100% happiness guaranteed
It’s not this easy…but it’s getting easier

Earlier in 2014, the Legatum Institute published the final results of their Commission on Wellbeing and Policy. I don’t know much about this think tank – it seems to lean rightwards, claims to be non-partisan, and is probably funded with oil cash, but they put together an all-star cast to advise this report:

  • Sir Gus O’Donnell (former head of the UK civil service)
  • Prof Richard Layard (a leading author in the field, wrote the book on ‘Happiness‘)
  • Prof Angus Deayton (economics prof at the Woodrow Wilson School of Public Service at Princeton)
  • Martine Durand (Head of Stats for the OECD)
  • David Halpern (ex-academic, now running the quasi-governmental Behavioural Insights Team (their ownership structure is worth a blog of its own))

It is a superb piece of work.
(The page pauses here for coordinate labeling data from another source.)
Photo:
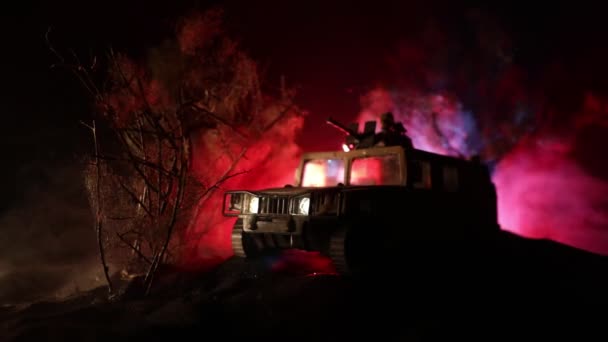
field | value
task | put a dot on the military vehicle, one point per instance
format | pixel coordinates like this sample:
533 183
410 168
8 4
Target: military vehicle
366 203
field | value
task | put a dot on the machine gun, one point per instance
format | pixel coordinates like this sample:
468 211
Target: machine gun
355 139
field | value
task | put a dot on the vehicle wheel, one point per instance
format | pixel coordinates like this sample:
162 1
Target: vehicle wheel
347 251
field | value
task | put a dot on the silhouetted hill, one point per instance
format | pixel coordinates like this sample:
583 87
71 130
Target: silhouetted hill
505 288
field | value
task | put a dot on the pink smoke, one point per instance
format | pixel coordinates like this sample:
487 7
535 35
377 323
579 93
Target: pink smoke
543 192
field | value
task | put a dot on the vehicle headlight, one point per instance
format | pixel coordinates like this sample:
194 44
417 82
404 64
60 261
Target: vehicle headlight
301 206
254 205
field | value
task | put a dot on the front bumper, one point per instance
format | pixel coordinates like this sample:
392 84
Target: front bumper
283 224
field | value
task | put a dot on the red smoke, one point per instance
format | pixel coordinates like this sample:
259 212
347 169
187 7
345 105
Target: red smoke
269 162
543 191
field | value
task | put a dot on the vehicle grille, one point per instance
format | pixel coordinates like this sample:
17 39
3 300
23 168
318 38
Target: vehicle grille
277 205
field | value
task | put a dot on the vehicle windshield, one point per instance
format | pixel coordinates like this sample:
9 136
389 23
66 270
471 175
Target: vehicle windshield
323 172
375 170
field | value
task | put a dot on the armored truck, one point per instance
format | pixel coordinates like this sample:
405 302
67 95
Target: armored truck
366 203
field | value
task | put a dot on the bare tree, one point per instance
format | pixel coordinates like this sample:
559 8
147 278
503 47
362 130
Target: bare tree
154 113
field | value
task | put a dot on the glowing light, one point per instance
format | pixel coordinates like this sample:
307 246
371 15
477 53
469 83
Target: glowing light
254 205
314 175
304 206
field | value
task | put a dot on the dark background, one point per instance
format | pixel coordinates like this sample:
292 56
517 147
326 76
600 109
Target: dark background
334 52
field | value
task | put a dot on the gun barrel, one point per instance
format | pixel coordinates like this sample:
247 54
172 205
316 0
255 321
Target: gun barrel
341 127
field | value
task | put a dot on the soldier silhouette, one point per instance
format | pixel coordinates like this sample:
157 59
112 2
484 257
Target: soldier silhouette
392 133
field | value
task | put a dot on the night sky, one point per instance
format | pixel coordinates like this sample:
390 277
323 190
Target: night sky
334 53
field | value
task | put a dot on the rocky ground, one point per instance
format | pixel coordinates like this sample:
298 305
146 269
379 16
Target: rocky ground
511 288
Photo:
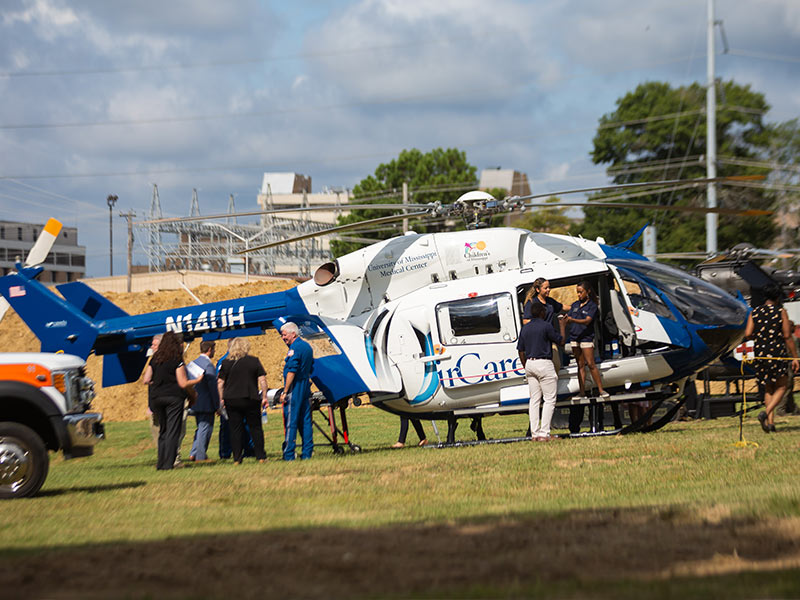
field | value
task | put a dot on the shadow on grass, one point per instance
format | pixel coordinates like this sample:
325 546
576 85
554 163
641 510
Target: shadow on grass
92 489
629 553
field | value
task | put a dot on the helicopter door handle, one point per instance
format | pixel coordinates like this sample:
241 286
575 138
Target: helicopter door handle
427 359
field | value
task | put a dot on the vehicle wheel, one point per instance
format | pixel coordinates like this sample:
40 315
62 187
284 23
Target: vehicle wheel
23 461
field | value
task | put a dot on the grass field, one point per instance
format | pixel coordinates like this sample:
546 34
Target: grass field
682 512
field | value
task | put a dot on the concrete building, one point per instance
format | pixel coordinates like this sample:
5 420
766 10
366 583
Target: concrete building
514 182
290 190
65 262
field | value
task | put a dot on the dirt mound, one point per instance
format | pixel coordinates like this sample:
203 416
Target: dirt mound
129 402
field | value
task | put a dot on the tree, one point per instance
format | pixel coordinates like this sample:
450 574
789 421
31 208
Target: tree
438 175
784 158
658 133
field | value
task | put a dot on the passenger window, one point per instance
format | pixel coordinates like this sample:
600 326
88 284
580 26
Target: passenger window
483 319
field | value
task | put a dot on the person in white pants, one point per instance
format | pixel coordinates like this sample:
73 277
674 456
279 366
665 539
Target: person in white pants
535 346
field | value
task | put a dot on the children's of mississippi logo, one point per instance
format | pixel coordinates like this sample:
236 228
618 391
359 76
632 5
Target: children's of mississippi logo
473 250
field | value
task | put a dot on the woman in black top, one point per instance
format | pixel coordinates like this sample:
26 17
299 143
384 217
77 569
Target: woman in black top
539 293
768 326
243 391
169 387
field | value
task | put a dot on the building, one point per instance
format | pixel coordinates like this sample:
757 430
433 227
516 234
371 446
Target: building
285 191
65 262
514 182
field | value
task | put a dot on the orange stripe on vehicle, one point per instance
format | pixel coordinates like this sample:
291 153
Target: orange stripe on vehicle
53 227
35 375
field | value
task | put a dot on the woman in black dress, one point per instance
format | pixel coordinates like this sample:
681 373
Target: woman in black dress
768 326
243 392
169 387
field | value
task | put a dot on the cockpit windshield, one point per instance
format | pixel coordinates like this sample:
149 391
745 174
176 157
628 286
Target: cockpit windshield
697 300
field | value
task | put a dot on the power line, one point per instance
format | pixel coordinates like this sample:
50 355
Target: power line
765 56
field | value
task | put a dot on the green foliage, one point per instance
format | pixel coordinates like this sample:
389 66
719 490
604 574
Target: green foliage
546 220
784 155
658 132
424 173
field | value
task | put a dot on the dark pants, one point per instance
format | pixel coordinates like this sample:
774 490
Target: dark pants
404 429
225 440
297 414
169 412
238 413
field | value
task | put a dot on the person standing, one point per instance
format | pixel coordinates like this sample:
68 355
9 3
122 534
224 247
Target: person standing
224 448
539 293
768 326
581 317
535 346
169 388
242 382
207 403
154 427
297 392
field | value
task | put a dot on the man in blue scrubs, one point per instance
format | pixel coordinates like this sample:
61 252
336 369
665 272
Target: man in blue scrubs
297 392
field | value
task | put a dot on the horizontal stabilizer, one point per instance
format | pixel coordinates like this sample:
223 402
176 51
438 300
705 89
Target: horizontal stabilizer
57 324
89 302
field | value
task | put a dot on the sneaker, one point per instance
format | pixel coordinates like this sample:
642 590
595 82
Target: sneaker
762 418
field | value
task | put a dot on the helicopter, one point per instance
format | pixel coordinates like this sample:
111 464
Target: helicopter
426 324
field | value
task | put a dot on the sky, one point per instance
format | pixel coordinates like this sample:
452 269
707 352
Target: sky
105 97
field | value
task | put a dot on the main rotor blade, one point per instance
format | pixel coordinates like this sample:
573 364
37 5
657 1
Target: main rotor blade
37 254
299 238
747 212
277 211
624 186
43 243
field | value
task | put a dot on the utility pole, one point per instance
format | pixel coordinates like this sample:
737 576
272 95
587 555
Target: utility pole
405 201
129 216
111 201
711 136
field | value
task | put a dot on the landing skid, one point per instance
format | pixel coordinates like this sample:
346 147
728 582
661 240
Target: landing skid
332 432
639 426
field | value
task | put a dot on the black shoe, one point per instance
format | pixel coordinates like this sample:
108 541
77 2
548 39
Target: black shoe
762 418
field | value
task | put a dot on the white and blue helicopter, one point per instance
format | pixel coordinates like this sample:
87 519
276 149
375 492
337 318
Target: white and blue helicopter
426 325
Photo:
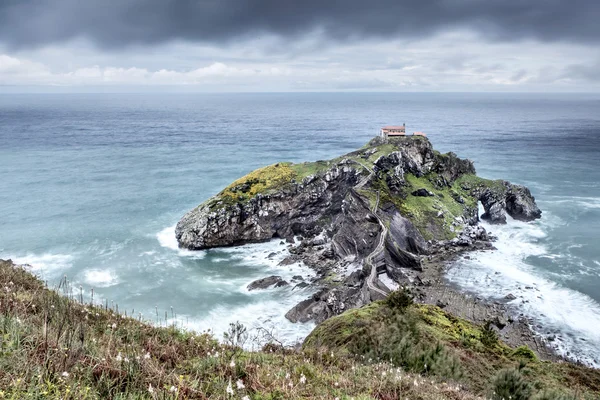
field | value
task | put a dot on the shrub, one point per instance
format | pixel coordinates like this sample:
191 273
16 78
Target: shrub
510 384
488 337
400 299
553 395
399 341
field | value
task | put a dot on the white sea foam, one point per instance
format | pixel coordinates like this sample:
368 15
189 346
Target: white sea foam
579 201
387 281
569 315
268 315
266 257
100 277
47 263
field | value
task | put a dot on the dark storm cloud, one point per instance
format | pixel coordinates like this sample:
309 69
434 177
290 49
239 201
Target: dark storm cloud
119 23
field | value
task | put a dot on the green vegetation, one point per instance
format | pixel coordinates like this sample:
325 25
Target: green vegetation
258 181
426 340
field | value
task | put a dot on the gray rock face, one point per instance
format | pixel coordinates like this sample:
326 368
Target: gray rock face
515 200
267 282
293 211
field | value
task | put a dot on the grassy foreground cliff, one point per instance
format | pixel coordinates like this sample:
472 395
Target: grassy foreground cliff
54 345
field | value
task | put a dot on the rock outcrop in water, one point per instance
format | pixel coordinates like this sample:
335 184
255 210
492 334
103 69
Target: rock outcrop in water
374 211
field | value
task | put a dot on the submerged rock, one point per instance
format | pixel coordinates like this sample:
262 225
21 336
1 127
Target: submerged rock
392 202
If you’re interested in the role of government, public services, evaluation, economics, life, the universe, or indeed anything, you should read it. Lots of golden nuggets and summaries of vast amounts of academic research. It should be shaping the way governments work, everywhere.

Its main conclusion is a call for the greater use of subjective wellbeing data in policy making. It argues that we need to stop using money as a proxy for wellbeing in basic cost-benefit analyses. The logical second conclusion of the report is that we need better data. It’s not impossible – wellbeing really can be measured. And we’re getting better and better at it. As we get better data, governments will be able to take far, far better policy decisions, which in turn should increase our wellbeing. It’s fairly intuitive, but could be revolutionary.